A winterization response plan currently remains “grossly underfunded”, she said, adding that the shelter and non-food items sector now stands at just 10 per cent financed.  

Ms. Ghelani stressed that “if this gap is not filled, families will not receive the heating, fuel, blankets, and winter clothes that they desperately need to keep warm.” 



  1. Is there any specific timeline for when the Security Council might take action to further support the political solution in Syria?

    1. As much as we hope for swift action from the Security Council to bolster the political solution in Syria, the complex diplomatic landscape suggests that a clear timeline may be hard to predict. Patience and persistence will be key in navigating towards a sustainable resolution.

  2. Is there any update on the involvement of other international actors in the negotiations for a political solution in Syria?

    1. Yes, there have been ongoing discussions with various international stakeholders to enhance cooperation and support for the political solution in Syria. The involvement of these actors is crucial in moving closer to a sustainable peace agreement. Mr. Pedersen emphasized the importance of inclusive negotiations involving all relevant parties to achieve a breakthrough. Let’s hope for progress in the near future.

  3. It is crucial that the international community takes immediate action to prioritize a political solution in Syria. Without a comprehensive and inclusive agreement, the country will continue to face devastating consequences. The Security Council must unite and support Mr. Pedersen’s efforts for a sustainable peace in the region.

  4. Could you elaborate on the specific diplomatic and ground realities that are hindering the progress towards a comprehensive solution in Syria?
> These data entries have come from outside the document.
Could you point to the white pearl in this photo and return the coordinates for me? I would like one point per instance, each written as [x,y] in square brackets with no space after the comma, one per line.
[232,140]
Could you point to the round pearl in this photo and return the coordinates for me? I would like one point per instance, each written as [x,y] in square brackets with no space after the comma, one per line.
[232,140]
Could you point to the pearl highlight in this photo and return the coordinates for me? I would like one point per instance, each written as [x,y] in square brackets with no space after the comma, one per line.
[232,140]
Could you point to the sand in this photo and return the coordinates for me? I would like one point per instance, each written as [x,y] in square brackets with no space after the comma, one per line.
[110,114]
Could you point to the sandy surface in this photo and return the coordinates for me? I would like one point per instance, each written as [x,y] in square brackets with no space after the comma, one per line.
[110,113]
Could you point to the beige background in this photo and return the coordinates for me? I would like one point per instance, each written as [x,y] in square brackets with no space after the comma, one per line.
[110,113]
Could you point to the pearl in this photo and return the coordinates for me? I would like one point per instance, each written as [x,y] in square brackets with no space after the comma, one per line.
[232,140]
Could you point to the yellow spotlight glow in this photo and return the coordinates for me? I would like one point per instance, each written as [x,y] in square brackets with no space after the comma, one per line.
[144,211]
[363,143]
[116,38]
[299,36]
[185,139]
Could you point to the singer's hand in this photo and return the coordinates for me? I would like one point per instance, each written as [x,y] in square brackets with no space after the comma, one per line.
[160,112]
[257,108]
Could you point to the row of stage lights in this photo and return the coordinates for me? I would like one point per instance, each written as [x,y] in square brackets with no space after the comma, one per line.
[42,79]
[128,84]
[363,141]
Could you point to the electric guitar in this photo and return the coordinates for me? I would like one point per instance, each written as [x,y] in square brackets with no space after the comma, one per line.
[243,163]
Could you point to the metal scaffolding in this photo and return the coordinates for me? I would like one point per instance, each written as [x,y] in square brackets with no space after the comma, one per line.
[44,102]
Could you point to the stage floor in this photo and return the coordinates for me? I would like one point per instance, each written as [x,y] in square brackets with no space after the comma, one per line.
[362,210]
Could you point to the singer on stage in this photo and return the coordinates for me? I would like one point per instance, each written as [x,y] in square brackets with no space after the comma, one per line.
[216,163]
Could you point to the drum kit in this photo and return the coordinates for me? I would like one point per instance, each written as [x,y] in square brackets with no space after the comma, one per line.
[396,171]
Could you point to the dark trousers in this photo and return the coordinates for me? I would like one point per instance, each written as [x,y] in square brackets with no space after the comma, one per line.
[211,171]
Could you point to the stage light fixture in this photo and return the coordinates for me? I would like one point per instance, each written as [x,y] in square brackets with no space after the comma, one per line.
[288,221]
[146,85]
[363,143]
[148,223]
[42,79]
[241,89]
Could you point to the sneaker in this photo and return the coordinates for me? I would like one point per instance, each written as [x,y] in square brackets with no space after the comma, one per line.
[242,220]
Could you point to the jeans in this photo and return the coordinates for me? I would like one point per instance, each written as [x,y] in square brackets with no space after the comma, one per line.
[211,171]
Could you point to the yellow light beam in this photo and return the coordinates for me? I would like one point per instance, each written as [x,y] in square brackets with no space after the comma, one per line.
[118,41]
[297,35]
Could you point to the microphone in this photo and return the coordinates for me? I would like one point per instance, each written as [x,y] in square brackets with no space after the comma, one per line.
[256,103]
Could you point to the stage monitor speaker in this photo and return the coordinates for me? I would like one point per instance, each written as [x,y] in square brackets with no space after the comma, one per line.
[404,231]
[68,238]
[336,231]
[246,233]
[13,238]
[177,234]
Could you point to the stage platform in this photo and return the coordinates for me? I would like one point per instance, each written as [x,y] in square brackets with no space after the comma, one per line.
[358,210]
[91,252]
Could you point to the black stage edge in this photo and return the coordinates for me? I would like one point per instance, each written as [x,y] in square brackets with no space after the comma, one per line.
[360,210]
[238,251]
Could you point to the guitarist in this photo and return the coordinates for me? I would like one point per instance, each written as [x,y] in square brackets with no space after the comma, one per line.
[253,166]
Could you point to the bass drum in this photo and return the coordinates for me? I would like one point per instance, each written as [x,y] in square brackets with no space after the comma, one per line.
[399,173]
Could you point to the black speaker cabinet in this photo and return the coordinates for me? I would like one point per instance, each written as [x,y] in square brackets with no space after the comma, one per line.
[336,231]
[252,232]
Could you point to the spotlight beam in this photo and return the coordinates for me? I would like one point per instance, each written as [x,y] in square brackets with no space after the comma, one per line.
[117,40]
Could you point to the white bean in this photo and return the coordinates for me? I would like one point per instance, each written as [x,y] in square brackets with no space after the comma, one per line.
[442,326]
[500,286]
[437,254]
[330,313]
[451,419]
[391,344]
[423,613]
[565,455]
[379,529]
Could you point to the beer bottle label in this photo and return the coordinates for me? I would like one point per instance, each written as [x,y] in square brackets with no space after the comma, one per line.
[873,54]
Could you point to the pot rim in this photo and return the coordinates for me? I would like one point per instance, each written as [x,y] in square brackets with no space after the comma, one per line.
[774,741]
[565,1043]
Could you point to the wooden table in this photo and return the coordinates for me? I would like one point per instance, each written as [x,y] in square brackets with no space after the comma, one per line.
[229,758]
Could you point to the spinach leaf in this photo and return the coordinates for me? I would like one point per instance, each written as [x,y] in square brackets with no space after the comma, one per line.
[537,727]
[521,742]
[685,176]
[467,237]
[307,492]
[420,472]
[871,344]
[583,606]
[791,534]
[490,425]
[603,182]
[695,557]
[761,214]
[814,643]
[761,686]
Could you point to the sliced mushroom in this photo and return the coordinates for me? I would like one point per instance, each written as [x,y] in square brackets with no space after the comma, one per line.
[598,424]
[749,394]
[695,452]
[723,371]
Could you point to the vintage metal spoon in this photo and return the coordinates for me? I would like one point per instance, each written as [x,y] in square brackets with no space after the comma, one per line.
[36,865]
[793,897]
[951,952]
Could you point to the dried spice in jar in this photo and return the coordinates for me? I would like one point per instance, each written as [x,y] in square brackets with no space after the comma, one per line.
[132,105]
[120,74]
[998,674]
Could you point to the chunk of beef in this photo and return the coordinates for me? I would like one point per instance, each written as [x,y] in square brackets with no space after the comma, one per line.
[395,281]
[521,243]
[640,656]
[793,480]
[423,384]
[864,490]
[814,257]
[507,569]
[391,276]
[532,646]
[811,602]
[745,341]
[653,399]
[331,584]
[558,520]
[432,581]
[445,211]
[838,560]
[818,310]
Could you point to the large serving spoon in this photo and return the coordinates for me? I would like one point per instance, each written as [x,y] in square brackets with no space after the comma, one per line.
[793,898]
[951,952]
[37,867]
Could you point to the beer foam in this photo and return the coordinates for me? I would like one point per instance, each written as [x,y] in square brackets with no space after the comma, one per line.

  5. It is crucial that all stakeholders prioritize finding a lasting political solution to bring peace to Syria. The current situation is dire, with the country facing economic collapse and a deadly cholera outbreak. Despite the challenges, we must continue striving for progress and support initiatives like the Constitutional Committee meetings in Geneva. Let’s work towards fulfilling the objectives outlined in Resolution 2254 and finally give the Syrian people the peace they deserve.

  6. As an avid observer of international affairs, I believe that achieving peace in Syria should be a top priority for the UN and all involved parties. It’s crucial to focus on finding a sustainable political solution to end the prolonged conflict and alleviate the suffering of the Syrian people. Mr. Pedersen’s dedication to diplomatic efforts is commendable, but there needs to be more concrete steps taken to make tangible progress towards peace.

  7. It is crucial that the Security Council takes decisive action to support Mr. Pedersen’s efforts. The people of Syria have suffered enough, and a political solution is imperative for lasting peace in the region.

  8. Do you think the recent diplomatic efforts can finally lead to a breakthrough in the Syrian peace process?

  9. It’s crucial that the Security Council actively supports Mr. Pedersen’s efforts towards a political solution for Syria. The country’s dire situation demands immediate action to address the economic crisis and cholera outbreak, alongside ongoing conflict. Let’s hope for a breakthrough soon.

  10. As an observer, I believe that Mr. Pedersen’s efforts are crucial in achieving lasting peace in Syria. The country’s dire situation demands urgent political solutions to prevent further suffering.